I have this website that I want to get the element "datePublished", but this information is inside a Json. Is there anyway to get this information through BeautifulSoup?
This is the section of html I'm talking about:
<script type="application/ld json">{ "@context": "http://schema.org", "@type": "NewsArticle", "mainEntityOfPage": "http://cdn.ampproject.org/article-metadata.html", "headline": "Startup Ebanx demite 340 e amplia 'crise dos unicórnios'", "datePublished": "2022-06-21T14:31:57-03:00", "dateModified": "2022-06-21T18:44:45-03:00", "description": "Empresa de Curitiba cortou 20% do quadro de funcionários diante de mudanças no cenário macroeconômico", "author": { "@type": "Person", "name": "Guilherme Guerra" }, "image": { "@type": "ImageObject", "url": [ "https://img.estadao.com.br/fotos/crop/1200x1200/resources/jpg/6/4/1655828329546.jpg", "https://img.estadao.com.br/fotos/crop/1200x900/resources/jpg/6/4/1655828329546.jpg", "https://img.estadao.com.br/fotos/crop/1200x675/resources/jpg/6/4/1655828329546.jpg" ]}, "publisher": { "@type": "NewsMediaOrganization", "name": "Estadão", "foundingDate" : "1875-01-05", "ethicsPolicy" : "https://www.estadao.com.br/codigo-etica/codigo-de-etica.pdf", "missionCoveragePrioritiesPolicy" : "https://www.estadao.com.br/codigo-etica/codigo-de-etica.pdf", "diversityPolicy" : "https://www.estadao.com.br/codigo-etica/codigo-de-etica.pdf", "correctionsPolicy" : "https://www.estadao.com.br/codigo-etica/codigo-de-etica.pdf", "verificationFactCheckingPolicy" : "https://www.estadao.com.br/codigo-etica/codigo-de-etica.pdf", "unnamedSourcesPolicy" : "https://www.estadao.com.br/codigo-etica/codigo-de-etica.pdf", "sameAs":["https://twitter.com/estadao","https://www.facebook.com/estadao/","https://www.instagram.com/estadao/","https://www.youtube.com/channel/UCrtOL8bJsh-csozGS2aV77Q", "https://plus.google.com/ Estadão"], "logo": { "@type": "ImageObject", "url": "https://statics.estadao.com.br/s2016/portal/logos/logo-estadao-272x59.png", "width": 272, "height": 59 } }, "isAccessibleForFree":"False","hasPart":{"@type":"WebPageElement","isAccessibleForFree":"False","cssSelector":".pw-container"},"isPartOf":{"@type":["CreativeWork","Product"],"name":"Estad\u00e3o","productID":"estadao.com.br:dig_basic"}}</script>
This is a working code to get to that information:
import requests
from bs4 import BeautifulSoup
link = "https://link.estadao.com.br/noticias/inovacao,startup-ebanx-demite-340-e-amplia-crise-dos-unicornios,70004097585"
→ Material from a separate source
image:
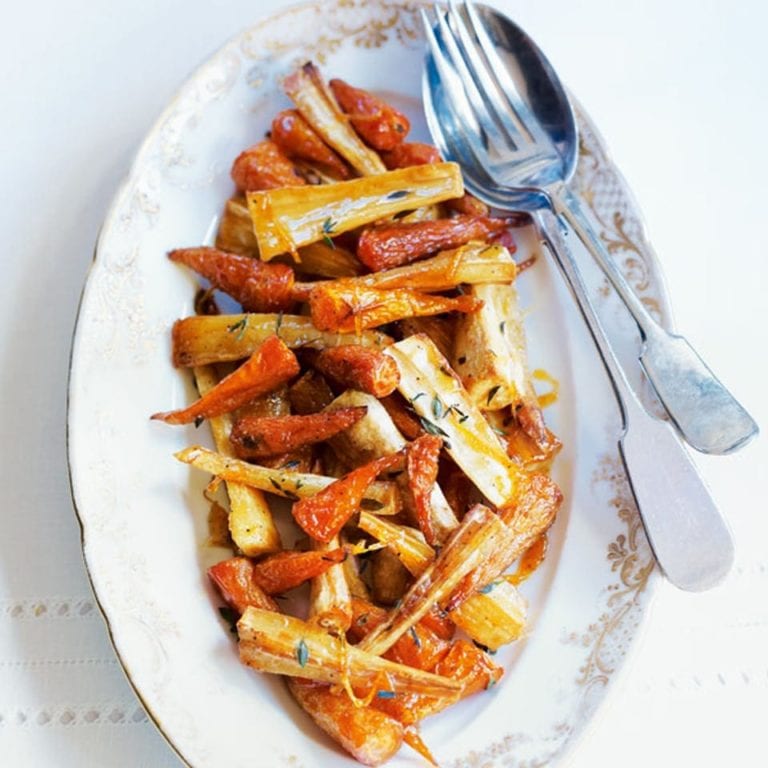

soup = BeautifulSoup(requests.get(link).text, 'html.parser')
url = soup.find("script", type="application/ld json")
url
CodePudding user response:
Try this:
import json
import requests
from bs4 import BeautifulSoup
link = "https://link.estadao.com.br/noticias/inovacao,startup-ebanx-demite-340-e-amplia-crise-dos-unicornios,70004097585"
soup = (
BeautifulSoup(requests.get(link).text, 'html.parser')
.find("script", type="application/ld json").string
)
print(json.loads(soup)["datePublished"])
Output:
2022-06-21T14:31:57-03:00